Больнее всего, как оказалось, это когда тебя протыкают несколькими шпагами одновременно. Ну, а когда делают это со спины, то ещё и очень обидно. Больно мне при этом бывает, как и любому обычному человеку, но довольно быстро я восстанавливаюсь. Каждый раз после смерти я оказываюсь на одном и том же месте, в довольно прохладном северном краю тысяч и тысяч озер. На островке в центре крохотного древнего озерца, среди камней капища, которое построил незадолго до последнего большого ледника народ, от которого сейчас остались лишь выбитые на древних камнях не понятые никем послания. И я оказывался на ровном алом камне без единой царапины и в той же самой одежде, в которой меня отправляли туда, где, как думали отправители, или нет ничего, или очень скучно, и откуда нет возврата. Ни первое, ни второе, ни третье действительности не соответствует. Я же, вернувшись, всегда отдаю долги. Но, с восемнадцатого века, я ненавижу шпаги, хотя сам и фехтую очень и очень неплохо. И только присущая мне гипертрофированная скромность не позволяет мне выразиться более определенно об этом своём умении. Самое удивительное, что выручает оно меня до сих пор и во многих точках мира. Но вот всё французское, и, как ни глупо это прозвучит – лягушек, я с тех пор очень и очень не люблю.

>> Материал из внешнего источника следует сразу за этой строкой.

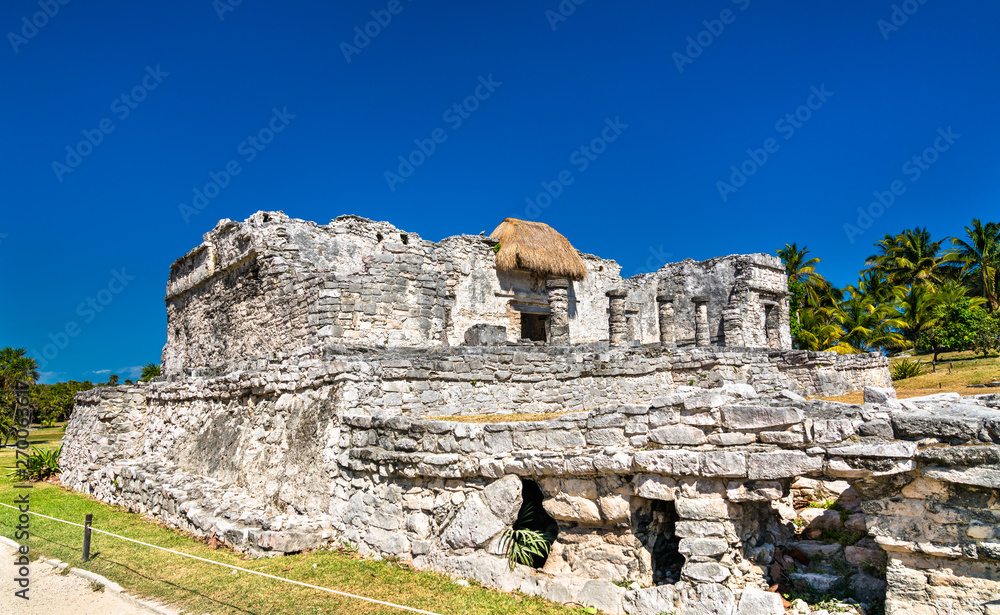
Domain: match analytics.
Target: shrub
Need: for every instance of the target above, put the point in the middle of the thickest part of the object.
(39, 464)
(905, 369)
(522, 544)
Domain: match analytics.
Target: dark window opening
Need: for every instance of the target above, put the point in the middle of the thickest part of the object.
(533, 327)
(655, 526)
(533, 517)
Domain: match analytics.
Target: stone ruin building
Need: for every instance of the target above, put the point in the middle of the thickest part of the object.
(317, 383)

Согласитесь, но бывает ведь и так, что ассоциации значат гораздо больше здравого смысла? Но я никогда не смогу забыть одну встречу на узкой улочке предреволюционного Парижа. Той самой революции, которую французы называют 'великой'. – Это когда в поисках пути к счастливой жизни французский плебс отрубил голову своему монарху и получил свободу заливать кровью и свою страну, и земли сопредельных стран.

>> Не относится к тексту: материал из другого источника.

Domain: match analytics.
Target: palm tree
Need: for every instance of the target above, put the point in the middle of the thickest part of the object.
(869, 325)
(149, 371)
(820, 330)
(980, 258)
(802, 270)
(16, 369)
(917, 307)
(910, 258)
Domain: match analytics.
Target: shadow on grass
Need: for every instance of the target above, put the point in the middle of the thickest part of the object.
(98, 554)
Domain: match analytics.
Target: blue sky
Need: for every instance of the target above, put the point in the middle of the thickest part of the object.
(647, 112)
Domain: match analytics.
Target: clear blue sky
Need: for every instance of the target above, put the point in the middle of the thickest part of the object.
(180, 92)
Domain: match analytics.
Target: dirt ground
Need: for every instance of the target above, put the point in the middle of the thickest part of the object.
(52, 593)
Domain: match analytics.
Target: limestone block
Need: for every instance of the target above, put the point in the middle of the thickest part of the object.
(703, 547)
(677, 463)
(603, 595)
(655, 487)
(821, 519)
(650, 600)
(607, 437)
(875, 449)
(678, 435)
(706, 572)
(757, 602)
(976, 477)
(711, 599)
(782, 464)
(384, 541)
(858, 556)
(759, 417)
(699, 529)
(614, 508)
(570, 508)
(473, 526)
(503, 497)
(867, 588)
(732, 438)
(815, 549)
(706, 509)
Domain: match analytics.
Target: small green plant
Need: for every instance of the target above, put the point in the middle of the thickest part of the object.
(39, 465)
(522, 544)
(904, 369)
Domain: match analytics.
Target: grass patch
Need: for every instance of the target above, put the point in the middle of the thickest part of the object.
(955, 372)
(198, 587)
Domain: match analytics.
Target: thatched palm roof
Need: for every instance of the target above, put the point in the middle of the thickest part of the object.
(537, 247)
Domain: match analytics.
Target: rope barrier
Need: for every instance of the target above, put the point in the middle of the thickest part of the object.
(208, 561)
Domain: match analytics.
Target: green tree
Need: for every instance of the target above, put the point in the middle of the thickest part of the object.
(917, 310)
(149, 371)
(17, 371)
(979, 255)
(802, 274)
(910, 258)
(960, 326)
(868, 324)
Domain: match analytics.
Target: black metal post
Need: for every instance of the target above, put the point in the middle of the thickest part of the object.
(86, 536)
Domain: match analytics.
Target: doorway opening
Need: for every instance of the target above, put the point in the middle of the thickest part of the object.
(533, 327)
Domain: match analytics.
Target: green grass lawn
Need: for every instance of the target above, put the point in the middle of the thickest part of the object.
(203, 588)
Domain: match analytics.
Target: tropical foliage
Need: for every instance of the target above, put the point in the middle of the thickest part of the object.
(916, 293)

Революционеров всех времён почему-то постоянно тянет поделиться своим счастьем с соседними народами. Скучно им, наверное, пребывать в одиночку в мире победивших очередных передовых идей. И почему-то чем больше революционеры требуют свободы, равенства и братства, тем больше трупов у них получается в итоге. Но, весёлые были времена и нравы! И тот случай был единственным за всю мою жизнь, когда, вернувшись, я не смог вернуть долги сам. Тогда же исполнителей убили в очередной военной авантюре Наполеона, который чуть ли не четверть населения своей страны умудрился убить в бессмысленных войнах, а заказчику давно отрубили голову ввиду не правильного происхождения. И это был тот редчайший случай, когда я был полностью согласен с мнением революционного народа.